In connection with the transaction, Arcadia paid to Above Food $2.0 million and received a $6.0 million promissory note dated May 14, 2024. The promissory note has a term of three years and accrues interest at the Wall Street Journal prime rate. On each of the first, second and third anniversaries of the promissory note, accrued interest and $2.0 million of principal are payable to Arcadia. The promissory note contains contingent features, including an option that requires Above Food to cause its parent entity, Above Food Ingredients Inc. (“Parent Company”), to issue to the Company publicly traded stock of Parent Company in exchange for the cancellation of a portion of the principal of the promissory note, as well as default provisions.

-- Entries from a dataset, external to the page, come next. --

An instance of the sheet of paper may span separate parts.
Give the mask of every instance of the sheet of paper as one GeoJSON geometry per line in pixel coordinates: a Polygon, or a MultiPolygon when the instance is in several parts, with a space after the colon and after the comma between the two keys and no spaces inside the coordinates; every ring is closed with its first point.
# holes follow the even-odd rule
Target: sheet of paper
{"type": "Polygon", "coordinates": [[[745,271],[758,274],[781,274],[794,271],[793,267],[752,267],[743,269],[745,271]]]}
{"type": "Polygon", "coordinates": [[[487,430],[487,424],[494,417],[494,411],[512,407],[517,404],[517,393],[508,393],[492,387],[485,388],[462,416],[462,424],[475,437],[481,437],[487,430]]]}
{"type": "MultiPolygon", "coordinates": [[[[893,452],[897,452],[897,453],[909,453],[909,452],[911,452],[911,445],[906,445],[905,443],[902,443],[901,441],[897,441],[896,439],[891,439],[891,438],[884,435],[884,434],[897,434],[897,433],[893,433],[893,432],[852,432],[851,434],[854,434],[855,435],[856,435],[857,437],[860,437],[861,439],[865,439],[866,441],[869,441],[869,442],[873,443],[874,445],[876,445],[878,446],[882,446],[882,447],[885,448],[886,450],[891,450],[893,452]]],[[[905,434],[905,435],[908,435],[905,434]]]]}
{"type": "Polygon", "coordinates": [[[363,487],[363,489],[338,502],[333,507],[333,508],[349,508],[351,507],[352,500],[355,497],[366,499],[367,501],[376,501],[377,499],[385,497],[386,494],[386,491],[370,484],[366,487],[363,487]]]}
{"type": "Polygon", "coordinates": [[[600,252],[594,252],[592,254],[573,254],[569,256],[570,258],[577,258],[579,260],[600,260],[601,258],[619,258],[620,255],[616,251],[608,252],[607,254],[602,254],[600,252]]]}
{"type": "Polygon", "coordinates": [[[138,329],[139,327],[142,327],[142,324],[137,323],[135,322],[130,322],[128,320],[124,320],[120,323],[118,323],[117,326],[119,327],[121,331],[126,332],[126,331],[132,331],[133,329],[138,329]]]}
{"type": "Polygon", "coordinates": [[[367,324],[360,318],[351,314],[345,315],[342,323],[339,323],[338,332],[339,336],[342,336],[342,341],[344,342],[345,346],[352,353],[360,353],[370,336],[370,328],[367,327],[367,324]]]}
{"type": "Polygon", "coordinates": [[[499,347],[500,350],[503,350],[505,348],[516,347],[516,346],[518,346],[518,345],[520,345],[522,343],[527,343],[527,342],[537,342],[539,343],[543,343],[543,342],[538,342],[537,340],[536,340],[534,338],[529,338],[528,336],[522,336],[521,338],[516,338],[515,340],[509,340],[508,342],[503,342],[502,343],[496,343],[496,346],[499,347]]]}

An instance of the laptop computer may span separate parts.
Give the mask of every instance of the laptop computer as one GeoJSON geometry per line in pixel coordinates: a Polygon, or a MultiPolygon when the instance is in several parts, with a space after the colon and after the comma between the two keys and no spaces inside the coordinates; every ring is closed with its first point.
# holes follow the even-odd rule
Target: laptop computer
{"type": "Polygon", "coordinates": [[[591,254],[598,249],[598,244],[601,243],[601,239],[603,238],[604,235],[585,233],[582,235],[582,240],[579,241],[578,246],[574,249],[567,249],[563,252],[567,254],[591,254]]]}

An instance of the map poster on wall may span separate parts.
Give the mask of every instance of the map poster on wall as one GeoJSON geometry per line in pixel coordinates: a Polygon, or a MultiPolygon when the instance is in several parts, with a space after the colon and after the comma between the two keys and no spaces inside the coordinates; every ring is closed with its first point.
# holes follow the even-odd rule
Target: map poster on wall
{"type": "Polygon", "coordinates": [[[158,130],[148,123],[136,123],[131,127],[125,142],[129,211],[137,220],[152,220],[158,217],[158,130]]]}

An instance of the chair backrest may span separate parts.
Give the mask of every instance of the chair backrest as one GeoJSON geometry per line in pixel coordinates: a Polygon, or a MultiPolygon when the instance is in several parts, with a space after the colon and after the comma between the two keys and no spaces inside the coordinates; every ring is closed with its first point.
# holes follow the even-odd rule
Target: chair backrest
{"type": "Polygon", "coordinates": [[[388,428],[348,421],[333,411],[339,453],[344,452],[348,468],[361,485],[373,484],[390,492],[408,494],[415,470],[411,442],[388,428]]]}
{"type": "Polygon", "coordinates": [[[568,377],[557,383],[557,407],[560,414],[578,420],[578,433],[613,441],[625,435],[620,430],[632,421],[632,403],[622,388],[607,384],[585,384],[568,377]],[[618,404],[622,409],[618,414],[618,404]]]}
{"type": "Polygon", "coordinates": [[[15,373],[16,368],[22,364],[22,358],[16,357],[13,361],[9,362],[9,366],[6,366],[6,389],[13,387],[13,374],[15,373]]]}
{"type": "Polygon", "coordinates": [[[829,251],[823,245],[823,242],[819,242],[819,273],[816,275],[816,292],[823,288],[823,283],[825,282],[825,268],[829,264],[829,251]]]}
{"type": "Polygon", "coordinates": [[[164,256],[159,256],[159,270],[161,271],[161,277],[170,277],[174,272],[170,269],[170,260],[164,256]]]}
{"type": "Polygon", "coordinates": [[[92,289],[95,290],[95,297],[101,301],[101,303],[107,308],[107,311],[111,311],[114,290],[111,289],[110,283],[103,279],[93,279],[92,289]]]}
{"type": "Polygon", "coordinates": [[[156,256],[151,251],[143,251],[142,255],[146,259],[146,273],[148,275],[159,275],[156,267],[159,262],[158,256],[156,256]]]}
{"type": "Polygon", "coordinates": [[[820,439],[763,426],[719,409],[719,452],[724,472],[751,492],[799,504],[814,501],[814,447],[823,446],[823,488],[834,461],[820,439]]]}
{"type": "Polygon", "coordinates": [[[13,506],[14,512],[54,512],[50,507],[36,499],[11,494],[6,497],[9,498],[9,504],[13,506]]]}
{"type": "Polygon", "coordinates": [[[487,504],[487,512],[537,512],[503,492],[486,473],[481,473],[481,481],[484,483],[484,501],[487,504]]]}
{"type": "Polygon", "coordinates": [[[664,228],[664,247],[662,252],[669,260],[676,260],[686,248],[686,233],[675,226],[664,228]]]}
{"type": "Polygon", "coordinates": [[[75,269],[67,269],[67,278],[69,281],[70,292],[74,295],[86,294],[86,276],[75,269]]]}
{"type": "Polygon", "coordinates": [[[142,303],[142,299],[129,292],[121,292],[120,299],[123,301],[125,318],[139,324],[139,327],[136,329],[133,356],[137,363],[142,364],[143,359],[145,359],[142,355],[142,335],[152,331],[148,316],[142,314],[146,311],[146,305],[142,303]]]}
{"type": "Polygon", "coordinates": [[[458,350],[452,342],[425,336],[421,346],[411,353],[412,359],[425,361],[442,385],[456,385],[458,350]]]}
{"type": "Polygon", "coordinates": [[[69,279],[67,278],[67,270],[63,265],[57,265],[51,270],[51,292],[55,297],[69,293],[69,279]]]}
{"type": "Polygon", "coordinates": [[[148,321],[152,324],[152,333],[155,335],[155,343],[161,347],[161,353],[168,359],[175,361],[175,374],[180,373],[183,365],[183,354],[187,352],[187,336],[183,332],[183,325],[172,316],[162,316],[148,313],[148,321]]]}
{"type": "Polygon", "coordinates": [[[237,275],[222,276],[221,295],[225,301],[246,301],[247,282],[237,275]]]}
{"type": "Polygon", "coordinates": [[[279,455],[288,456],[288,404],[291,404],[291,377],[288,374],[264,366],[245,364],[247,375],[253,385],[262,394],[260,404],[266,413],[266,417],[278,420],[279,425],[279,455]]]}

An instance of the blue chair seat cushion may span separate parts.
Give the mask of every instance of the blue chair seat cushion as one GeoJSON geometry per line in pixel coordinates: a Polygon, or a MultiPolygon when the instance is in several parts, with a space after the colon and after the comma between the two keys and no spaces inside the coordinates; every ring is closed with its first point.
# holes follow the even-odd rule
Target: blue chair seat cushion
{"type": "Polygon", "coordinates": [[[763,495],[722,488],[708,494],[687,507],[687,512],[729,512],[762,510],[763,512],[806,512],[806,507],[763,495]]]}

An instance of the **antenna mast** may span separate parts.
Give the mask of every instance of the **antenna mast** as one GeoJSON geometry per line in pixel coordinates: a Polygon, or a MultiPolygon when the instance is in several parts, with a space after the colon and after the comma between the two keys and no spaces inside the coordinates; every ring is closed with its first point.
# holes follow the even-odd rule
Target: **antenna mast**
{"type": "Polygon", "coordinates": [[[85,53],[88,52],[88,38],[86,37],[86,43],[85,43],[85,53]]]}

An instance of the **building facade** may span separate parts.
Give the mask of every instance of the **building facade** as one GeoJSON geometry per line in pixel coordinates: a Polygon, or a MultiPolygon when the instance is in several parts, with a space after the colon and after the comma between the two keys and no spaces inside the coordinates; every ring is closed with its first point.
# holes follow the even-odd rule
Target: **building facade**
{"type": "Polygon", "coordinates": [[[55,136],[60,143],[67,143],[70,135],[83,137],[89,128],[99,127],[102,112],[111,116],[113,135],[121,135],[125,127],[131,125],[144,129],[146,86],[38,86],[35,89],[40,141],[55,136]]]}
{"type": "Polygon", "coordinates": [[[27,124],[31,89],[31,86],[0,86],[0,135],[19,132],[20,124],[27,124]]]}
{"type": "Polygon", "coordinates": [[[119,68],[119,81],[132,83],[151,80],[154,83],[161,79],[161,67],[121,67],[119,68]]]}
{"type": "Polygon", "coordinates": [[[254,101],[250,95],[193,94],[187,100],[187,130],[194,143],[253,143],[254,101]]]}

The Company accounted for the promissory note as a note receivable in accordance with ASC 310. The Company did not elect the fair value option and since the Company intends to and has the ability to hold the promissory note to maturity, it has been classified as held for investment and is reported on the consolidated balance sheet at amortized cost. The first installment payment due in 2025 is classified as current and the remaining installment payments due in 2026 and 2027 are classified as noncurrent on the consolidated balance sheet.

The promissory note was recorded at a discount of $545,000, which is being amortized over the term of the promissory note using the effective interest method. The Company recognized discount amortization and accrued interest of $157,000 and $310,000 in the consolidated statements of operations and comprehensive loss during the year ended December 31, 2024, respectively.

 

Embedded Derivatives

The contingent features of the promissory note were evaluated for bifurcation in accordance with ASC 815. The contingent features requiring bifurcation had an estimated fair value of $250,000 as of the transaction date and as of December 31, 2024. The estimated fair value of the contingent features is reported in note receivable – noncurrent on the consolidated balance sheet as of December 31, 2024.